Expert na arte do equilíbrio, e movido por invejável sentido de sobrevivência, tem, costumeiramente, os pés em mais de uma canoa, aplaudindo e cortejando aqueles que lhes possam ser úteis. Trocam-se os governos, e tal qual "papagaios de piratas", depara-se com lideranças da agremiação aboletadas no Chefe do Executivo; ouvem-se ladainhas as mais desonestas, clamando em favor dos planos por ele elaborados, sejam quais forem!
Para ela, agremiação política, o que se disse no passado já não tem valor; a solidariedade jurada esvai-se como fumaça ao vento! De suma importância somente o "toma lá da cá"! E antes que se esbraveje contra o escriba, lembrem-se os amigos, do nefasto Renan Calheiros, fotografia colorida de tudo o que se pretende demonstrar!
Aquele mesmo que se escondeu atrás da saia da mulher, expondo-a como traída ante a mídia nacional; o que renunciou para não ser caçado, e mais tarde, mercê dos que vibravam com suas mazelas, voltou como Presidente do Senado Federal; o que se argolou em Lula, Dilma, e já buscava o apoio de Bolsonaro!
Não se precisa ir além.

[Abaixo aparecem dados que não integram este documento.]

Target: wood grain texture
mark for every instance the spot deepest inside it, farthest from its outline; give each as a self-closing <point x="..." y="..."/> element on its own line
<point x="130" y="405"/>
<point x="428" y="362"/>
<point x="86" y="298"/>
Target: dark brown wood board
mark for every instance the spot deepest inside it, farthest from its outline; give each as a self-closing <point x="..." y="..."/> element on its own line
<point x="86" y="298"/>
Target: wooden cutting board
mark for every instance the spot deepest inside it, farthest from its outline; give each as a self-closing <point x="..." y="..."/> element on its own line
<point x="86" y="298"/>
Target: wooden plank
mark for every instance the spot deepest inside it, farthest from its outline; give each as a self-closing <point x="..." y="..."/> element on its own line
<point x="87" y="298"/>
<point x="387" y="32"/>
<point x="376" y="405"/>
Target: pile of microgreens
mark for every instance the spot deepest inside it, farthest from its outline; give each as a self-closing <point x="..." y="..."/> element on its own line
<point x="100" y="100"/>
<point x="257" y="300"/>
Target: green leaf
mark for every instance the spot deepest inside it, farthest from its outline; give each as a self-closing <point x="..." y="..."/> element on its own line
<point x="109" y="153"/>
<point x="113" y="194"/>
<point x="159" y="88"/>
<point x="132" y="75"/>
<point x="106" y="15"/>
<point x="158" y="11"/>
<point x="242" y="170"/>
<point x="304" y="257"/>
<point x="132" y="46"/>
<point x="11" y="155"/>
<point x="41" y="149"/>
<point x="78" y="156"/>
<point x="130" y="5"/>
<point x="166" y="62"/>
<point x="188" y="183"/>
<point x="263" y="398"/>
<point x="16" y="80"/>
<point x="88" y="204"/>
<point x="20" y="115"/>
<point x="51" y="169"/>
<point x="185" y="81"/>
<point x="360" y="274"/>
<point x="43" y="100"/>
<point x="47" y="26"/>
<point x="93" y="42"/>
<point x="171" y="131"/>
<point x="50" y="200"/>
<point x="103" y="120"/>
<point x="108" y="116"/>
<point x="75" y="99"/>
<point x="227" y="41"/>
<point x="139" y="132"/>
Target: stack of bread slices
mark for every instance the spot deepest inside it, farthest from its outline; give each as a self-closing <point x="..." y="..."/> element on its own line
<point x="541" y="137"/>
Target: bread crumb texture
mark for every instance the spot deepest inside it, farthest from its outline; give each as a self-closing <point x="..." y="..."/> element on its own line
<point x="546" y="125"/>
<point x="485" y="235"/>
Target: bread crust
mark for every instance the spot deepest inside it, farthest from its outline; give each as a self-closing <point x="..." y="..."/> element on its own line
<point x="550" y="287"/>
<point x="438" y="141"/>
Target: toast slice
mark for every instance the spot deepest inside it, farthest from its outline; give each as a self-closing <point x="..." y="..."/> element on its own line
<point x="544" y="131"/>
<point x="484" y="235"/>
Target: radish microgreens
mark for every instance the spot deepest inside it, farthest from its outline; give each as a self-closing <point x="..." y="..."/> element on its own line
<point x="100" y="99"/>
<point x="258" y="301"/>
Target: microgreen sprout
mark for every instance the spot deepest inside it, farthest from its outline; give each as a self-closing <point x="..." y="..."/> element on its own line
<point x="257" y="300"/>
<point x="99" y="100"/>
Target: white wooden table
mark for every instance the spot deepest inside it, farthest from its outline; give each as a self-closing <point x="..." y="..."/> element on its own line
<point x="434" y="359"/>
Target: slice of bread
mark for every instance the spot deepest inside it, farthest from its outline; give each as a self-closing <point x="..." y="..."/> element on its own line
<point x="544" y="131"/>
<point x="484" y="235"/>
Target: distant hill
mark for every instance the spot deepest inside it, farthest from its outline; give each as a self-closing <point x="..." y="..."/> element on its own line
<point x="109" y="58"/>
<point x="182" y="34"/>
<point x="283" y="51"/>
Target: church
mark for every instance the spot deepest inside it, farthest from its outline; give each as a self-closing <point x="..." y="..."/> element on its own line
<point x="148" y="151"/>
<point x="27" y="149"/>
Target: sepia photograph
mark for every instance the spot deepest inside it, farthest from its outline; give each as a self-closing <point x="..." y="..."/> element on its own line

Representava, no auge de sua majestade o partido ao qual pertencia, merecendo as honras de seus caciques. Pois bem, Calheiros foi apeado. A pífia votação que mereceria na tentativa de reeleição, fez com que abandonasse o pleito!
Enganam-se quem previa a diminuição da sigla. Em contrapartida à derrota, foi brindada com três comissões de magna relevância no Senado: Constituição e Justiça; Comissão de Orçamento, e Comissão de Educação.
Em outras palavras: tudo continua como dantes no quartel de Abrantes!
Política nova? Me engana que eu gosto.